To secure the remaining tranches of the broader Sh161.8 billion ($1.25 billion) financing facility, the National Treasury must guide several complex legislative changes through implementation.
The global lender insists these structural adjustments will improve public financial management, environmental sustainability, and economic governance across all major sectors.
The ten core conditions require immediate legislative action from the state to ensure compliance.
First, the government must enact the Whistleblower Protection Act to shield individuals who expose corruption. Second, public officials will be required to declare and verify their personal interests to prevent conflicts of interest.
Third, the state must publish specific regulations aimed at limiting unsolicited Public-Private Partnership (PPP) proposals. Fourth, Kenya must actively promote competitive tendering for all major infrastructure initiatives.

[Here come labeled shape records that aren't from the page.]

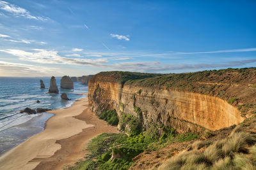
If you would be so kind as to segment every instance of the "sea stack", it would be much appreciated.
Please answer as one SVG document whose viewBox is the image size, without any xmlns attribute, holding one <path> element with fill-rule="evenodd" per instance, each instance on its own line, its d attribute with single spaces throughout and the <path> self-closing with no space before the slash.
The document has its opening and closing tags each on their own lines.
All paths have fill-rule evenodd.
<svg viewBox="0 0 256 170">
<path fill-rule="evenodd" d="M 69 76 L 64 76 L 60 80 L 60 88 L 64 89 L 73 89 L 74 83 Z"/>
<path fill-rule="evenodd" d="M 40 89 L 45 89 L 43 80 L 40 80 Z"/>
<path fill-rule="evenodd" d="M 58 89 L 57 85 L 56 83 L 56 80 L 54 76 L 52 76 L 51 78 L 50 87 L 49 88 L 49 93 L 59 94 L 59 90 Z"/>
</svg>

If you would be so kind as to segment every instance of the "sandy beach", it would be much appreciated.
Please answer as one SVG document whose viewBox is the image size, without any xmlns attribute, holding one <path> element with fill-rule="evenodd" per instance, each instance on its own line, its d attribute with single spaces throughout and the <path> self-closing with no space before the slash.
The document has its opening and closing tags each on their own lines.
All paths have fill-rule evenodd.
<svg viewBox="0 0 256 170">
<path fill-rule="evenodd" d="M 88 98 L 72 106 L 52 110 L 55 114 L 42 132 L 0 157 L 0 169 L 62 169 L 83 159 L 88 141 L 102 132 L 118 132 L 88 108 Z"/>
</svg>

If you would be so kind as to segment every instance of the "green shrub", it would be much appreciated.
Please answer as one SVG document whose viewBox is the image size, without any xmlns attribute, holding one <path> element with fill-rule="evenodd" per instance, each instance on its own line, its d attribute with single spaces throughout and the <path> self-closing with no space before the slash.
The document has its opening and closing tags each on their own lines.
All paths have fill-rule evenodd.
<svg viewBox="0 0 256 170">
<path fill-rule="evenodd" d="M 111 157 L 111 155 L 109 152 L 106 152 L 101 155 L 101 159 L 104 161 L 108 161 Z"/>
<path fill-rule="evenodd" d="M 228 101 L 228 103 L 232 104 L 232 103 L 234 103 L 235 101 L 237 101 L 237 100 L 238 100 L 237 98 L 233 98 L 233 99 L 230 99 L 230 100 Z"/>
</svg>

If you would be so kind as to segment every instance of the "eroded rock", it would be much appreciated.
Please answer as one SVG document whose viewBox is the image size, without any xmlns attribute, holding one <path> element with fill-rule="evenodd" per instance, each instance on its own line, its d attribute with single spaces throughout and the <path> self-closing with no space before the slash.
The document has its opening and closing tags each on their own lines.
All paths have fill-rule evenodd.
<svg viewBox="0 0 256 170">
<path fill-rule="evenodd" d="M 73 89 L 74 83 L 69 76 L 64 76 L 60 80 L 60 87 L 64 89 Z"/>
<path fill-rule="evenodd" d="M 44 81 L 40 80 L 40 89 L 45 89 L 45 86 L 44 85 Z"/>
<path fill-rule="evenodd" d="M 49 88 L 49 92 L 59 94 L 59 90 L 58 89 L 58 86 L 56 85 L 54 76 L 52 76 L 52 78 L 51 78 L 50 87 Z"/>
</svg>

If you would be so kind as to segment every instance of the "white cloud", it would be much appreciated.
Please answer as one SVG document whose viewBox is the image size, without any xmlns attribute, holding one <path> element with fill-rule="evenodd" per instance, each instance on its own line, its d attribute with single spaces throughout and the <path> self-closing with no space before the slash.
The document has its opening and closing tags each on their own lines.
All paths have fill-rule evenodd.
<svg viewBox="0 0 256 170">
<path fill-rule="evenodd" d="M 85 24 L 84 24 L 84 26 L 86 29 L 89 29 L 89 27 Z"/>
<path fill-rule="evenodd" d="M 35 64 L 24 64 L 4 61 L 0 61 L 1 76 L 47 76 L 49 73 L 56 74 L 60 73 L 56 68 L 48 67 Z"/>
<path fill-rule="evenodd" d="M 42 21 L 49 20 L 49 18 L 31 15 L 30 12 L 26 9 L 3 1 L 0 1 L 0 9 L 17 17 L 22 17 L 29 19 Z"/>
<path fill-rule="evenodd" d="M 1 37 L 1 38 L 10 38 L 10 36 L 9 36 L 1 34 L 0 34 L 0 37 Z"/>
<path fill-rule="evenodd" d="M 72 48 L 72 52 L 82 52 L 83 50 L 84 50 L 84 49 L 83 49 L 83 48 Z"/>
<path fill-rule="evenodd" d="M 47 50 L 45 49 L 33 49 L 32 52 L 26 52 L 17 49 L 0 50 L 5 52 L 19 57 L 21 60 L 34 62 L 42 64 L 59 64 L 71 65 L 86 65 L 100 66 L 108 62 L 106 59 L 73 59 L 60 56 L 56 50 Z"/>
<path fill-rule="evenodd" d="M 110 36 L 113 38 L 116 38 L 118 39 L 124 39 L 125 41 L 129 41 L 130 39 L 128 38 L 129 36 L 122 36 L 122 35 L 118 35 L 118 34 L 110 34 Z"/>
<path fill-rule="evenodd" d="M 190 53 L 213 53 L 244 52 L 253 52 L 253 51 L 256 51 L 256 48 L 233 49 L 233 50 L 224 50 L 204 52 L 177 52 L 177 53 L 190 54 Z"/>
<path fill-rule="evenodd" d="M 67 57 L 82 57 L 79 53 L 67 54 L 67 55 L 65 55 L 65 56 L 67 56 Z"/>
</svg>

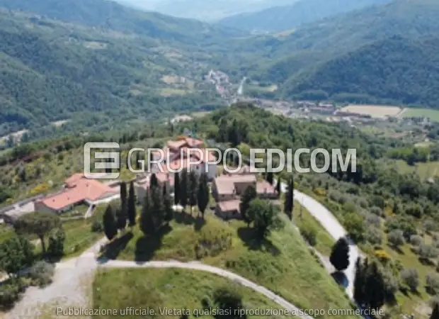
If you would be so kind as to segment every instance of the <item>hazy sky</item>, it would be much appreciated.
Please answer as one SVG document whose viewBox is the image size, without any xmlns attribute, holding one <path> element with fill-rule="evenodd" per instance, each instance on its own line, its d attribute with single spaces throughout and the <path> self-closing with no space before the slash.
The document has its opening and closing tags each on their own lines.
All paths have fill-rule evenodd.
<svg viewBox="0 0 439 319">
<path fill-rule="evenodd" d="M 292 4 L 297 0 L 117 0 L 145 10 L 212 21 L 233 14 Z"/>
</svg>

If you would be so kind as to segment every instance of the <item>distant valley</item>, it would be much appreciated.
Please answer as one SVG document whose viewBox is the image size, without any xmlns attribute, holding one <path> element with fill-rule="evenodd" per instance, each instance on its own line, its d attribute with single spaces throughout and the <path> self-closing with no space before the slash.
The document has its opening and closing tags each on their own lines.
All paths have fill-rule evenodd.
<svg viewBox="0 0 439 319">
<path fill-rule="evenodd" d="M 211 69 L 234 94 L 246 78 L 249 97 L 435 107 L 439 4 L 343 4 L 254 35 L 105 0 L 0 0 L 0 136 L 116 130 L 228 105 L 206 81 Z"/>
</svg>

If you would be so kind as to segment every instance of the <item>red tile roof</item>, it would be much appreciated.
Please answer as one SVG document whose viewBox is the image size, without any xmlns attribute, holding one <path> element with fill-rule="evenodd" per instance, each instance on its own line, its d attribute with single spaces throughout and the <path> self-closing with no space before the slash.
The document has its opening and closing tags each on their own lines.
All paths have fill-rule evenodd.
<svg viewBox="0 0 439 319">
<path fill-rule="evenodd" d="M 256 193 L 261 194 L 275 194 L 275 188 L 267 181 L 263 180 L 256 183 Z"/>
<path fill-rule="evenodd" d="M 241 201 L 239 199 L 234 199 L 232 201 L 220 201 L 217 203 L 221 211 L 239 211 L 239 204 Z"/>
<path fill-rule="evenodd" d="M 57 211 L 84 200 L 95 201 L 103 198 L 104 196 L 118 193 L 117 190 L 96 180 L 79 178 L 79 175 L 74 174 L 66 180 L 69 181 L 69 188 L 64 191 L 49 196 L 39 201 Z"/>
<path fill-rule="evenodd" d="M 256 177 L 253 174 L 221 175 L 215 179 L 215 183 L 218 194 L 230 195 L 234 194 L 235 184 L 256 184 Z"/>
</svg>

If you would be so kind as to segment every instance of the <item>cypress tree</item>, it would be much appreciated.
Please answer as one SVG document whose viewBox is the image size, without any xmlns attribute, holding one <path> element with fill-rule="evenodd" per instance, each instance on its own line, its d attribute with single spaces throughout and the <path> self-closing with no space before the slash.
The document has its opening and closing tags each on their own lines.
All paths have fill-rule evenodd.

Fifth, Parliament needs to amend the Companies Act, aligning local beneficial ownership rules with international anti-money laundering benchmarks.
Sixth, the Public Finance Management (PFM) Act requires revisions to ensure that subsequent budget alterations remain strictly within limits approved by Parliament. Seventh, the state must consolidate all payroll and human resource records across every government institution to manage the public wage bill.
Eighth, lawmakers must pass the pending Railways Bill to improve rail network efficiency, safety, and operational performance.
Ninth, the ministry must publish regulatory frameworks for the national Urban Transport Policy and the E-Mobility Policy. Tenth, the government must integrate mandatory green building standards into the Affordable Housing Policy for all new construction.
These structural reforms come at a time when Kenya's total debt to the multilateral lender declined to Sh1.728 trillion in March 2026.
Despite this lower outstanding obligation, the government maintains a heavy reliance on concessional funding to finance its fiscal deficits and major infrastructure development goals.
The integration of public finance systems with procurement processes is a critical focus area under the new economic recovery program.
The World Bank emphasizes that linking these systems ensures predictable procurement planning, increases supplier competition, and allows for timely payments, which reduces the accumulation of pending bills.
In the transport sector, the proposed laws aim to enhance institutional oversight, safety, and efficiency across the national network.
The forestry sector is also impacted, as related policy actions look to decentralize the Kenya Forest Service (KFS) operations and introduce tougher penalties for environmental offenses.
Implementation of these environmental reforms is expected to restore about 250,000 hectares of degraded forest land.
By tying future budget support to concrete legal benchmarks, the multilateral lender is enforcing strict discipline on national capital expenditures.
Unsolicited project proposals have historically created substantial financial liabilities for the state. The new rules intend to protect public funds from these unstructured financial commitments.
The administration under President Ruto faces a rigorous legislative calendar to deliver these statutes successfully.
Ministries, departments, and agencies must coordinate to meet the goals before the next evaluation. Failure to comply will halt the release of the remaining multilateral funds.